PAR-AP, PAR-activating peptide, concentration-dependently increased the ASIC3 currents in CHO cells transfected with ASIC3 and PAR. The proton concentration-response relationship was not changed, but that the maximal response increased 58.7 ± 3.8% after pretreatment of PAR-AP. PAR mediated the potentiation of ASIC3 currents via an intracellular cascade.

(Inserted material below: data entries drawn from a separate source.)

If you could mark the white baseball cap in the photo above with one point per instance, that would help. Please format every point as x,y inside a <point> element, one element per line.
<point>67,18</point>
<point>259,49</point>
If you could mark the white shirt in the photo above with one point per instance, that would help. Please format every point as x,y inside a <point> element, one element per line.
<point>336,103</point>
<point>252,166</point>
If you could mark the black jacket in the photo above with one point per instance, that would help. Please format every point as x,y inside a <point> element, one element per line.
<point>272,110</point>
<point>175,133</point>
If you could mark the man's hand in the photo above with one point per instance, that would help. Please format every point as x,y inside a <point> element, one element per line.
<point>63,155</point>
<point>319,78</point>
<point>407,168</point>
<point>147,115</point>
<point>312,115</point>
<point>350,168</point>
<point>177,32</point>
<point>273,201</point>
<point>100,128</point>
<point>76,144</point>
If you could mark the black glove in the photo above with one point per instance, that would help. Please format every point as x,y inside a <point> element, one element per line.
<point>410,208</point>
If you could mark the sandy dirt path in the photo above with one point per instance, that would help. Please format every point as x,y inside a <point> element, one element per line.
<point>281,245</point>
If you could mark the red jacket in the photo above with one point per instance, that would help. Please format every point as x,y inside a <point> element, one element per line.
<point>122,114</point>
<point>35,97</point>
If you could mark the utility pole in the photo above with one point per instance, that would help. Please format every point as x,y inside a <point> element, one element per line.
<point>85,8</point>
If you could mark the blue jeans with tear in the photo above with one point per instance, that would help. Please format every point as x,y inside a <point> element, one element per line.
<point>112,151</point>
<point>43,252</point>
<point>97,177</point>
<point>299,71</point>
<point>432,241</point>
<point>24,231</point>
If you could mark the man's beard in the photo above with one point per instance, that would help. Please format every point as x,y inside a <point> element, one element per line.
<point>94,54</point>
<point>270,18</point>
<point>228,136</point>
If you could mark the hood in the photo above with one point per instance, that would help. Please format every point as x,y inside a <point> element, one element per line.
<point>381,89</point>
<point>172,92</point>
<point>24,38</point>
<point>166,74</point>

PAR-AP potentiation of ASIC3 currents disappeared after inhibition of intracellular G protein, PLC, PKC, or PKA signaling. Moreover, PAR activation increased proton-evoked currents and spikes mediated by ASIC3 in rat dorsal root ganglion neurons. Finally, peripheral administration of PAR-AP dose-dependently exacerbated acidosis-induced nocifensive behaviors in rats.

CONCLUSIONS

These results indicated that PAR signaling sensitized ASIC3, which may contribute to acidosis-induced nociception. These represent a novel peripheral mechanism underlying PAR involvement in hyperalgesia by sensitizing ASIC3 in primary sensory neurons.